511

THE EDITH GODDEN.
SYLVESTER v. THE EDITH GODDEN.

District Court, S. D. New York.

July 6, 1885.

PILOTS—NEW JERSEY STATUTE—LIBEL IN REM.

The steam-ship Edith Godden, bound from Jamaica to New York, was spoken by a pilot from his boat, off Little Egg harbor; but the steamer refused to stop, and came into port without a pilot, and the pilot filed a libel under the statute of New Jersey, which enacts that in such case the pilotage shall be paid to the pilot who first spoke or offered his services to the vessel. Held, that he was entitled to recover.

In Admiralty.

Whitehead, Parker & Dexter, for libelant.

Jas. K. Hill, Wing & Shoudy, for claimant.

BROWN, J. The circumstantial narrative of the pilots in this case satisfies me that the facts which they relate occurred in substance as stated; and the subsequent admission by Capt. Thompson that he had declined the pilot's services on the inward voyage is sufficient to identify the date as near the middle of August. Upon the merits, therefore, I think the pilot has sufficiently made out his claim, in accordance with the statutes of New Jersey, to be paid for his services, which were offered and rejected. The right to enforce such claims by libel in rem has been repeatedly sustained, even where the state statute did not, in express terms, make the vessel liable. The Glenearne, 7 Fed. Rep. 604; The Lord Clive, 10 Fed. Rep. 135. The supreme court, in the cases of Steam-ship Co. v. Joliffe, 2 Wall. 450, 457, and of Ex parte McNiel, 13 Wall. 236, 242, has expressly declared that the obligation to pay these pilotage fees under state statutes, where the pilot's services are tendered and refused, is a liability upon a contract implied by the statute. Lowell, J., in the case of The America, 1 Low. 176, says: “The suit is for an offer which the law makes equivalent to actual service.” Contract obligations in the navigation of the ship are enforceable in rem as well as in personam. These adjudications as to the nature of the obligation, made since the decision of Judge Betts and Judge Sprague in the cases of The George Law, 6 Amer. Law Beg. 368, and of the The Robert J. Mercer, 1 Spr. 284, in effect overrule the decisions in the cases last named.

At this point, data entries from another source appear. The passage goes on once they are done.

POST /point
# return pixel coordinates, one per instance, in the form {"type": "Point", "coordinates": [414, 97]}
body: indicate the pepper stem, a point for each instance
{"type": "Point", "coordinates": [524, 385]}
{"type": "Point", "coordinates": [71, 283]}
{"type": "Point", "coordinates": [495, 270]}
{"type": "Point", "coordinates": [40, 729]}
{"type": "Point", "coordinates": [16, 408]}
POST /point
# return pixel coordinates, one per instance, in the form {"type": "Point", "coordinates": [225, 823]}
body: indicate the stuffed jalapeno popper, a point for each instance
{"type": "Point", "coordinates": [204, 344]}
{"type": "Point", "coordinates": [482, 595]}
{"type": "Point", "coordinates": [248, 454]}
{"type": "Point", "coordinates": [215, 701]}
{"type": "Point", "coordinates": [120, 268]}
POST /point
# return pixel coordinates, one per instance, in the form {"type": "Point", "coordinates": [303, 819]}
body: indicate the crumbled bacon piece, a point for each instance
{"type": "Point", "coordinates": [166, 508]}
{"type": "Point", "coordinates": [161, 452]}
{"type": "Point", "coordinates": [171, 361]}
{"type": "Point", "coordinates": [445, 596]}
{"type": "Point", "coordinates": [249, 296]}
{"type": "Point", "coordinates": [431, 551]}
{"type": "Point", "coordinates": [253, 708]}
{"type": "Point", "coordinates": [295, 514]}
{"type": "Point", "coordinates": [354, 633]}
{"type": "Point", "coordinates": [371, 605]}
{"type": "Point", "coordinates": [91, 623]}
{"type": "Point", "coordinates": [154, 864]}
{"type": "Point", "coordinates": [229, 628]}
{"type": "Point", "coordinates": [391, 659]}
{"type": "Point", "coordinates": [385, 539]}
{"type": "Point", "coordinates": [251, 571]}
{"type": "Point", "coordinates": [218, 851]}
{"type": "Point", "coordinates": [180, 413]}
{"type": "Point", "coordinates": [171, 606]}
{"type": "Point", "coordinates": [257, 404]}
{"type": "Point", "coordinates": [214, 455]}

In various other cases since, where writs of prohibition were refused by the supreme court, the proceedings were in rem. Ex parte Hagar, 104 U. S. 520; Ex parte Pennsylvania, 109 U. S. 174; S. C. 3 Sup. Ct. Rep. 84. In view of the nature of the obligation as adjudged by the supreme court, namely, an implied contract made in the course of the navigation of the ship, it is immaterial whether the state statute in terms gives a lien on the ship or not. From the fact that the obligation is one of contract, the admiralty has jurisdiction 512to enforce the obligation by any appropriate form, whether in rem or in personam. Ex parte McNiel, 13 Wall. 243; The George S. Wright, Deady, 591; The California, 1 Sawy. 463, 467; The William Law, 14 Fed. Rep. 792. Rule 14 of the supreme court in admiralty expressly authorizes a proceeding in rem for pilotage; and if, as Judge Lowell says, the offer of pilotage is by statute made equivalent to actual service, then this rule would seem to be an express authority for a suit in rem. Judgment must therefore be rendered for the libelant, with costs.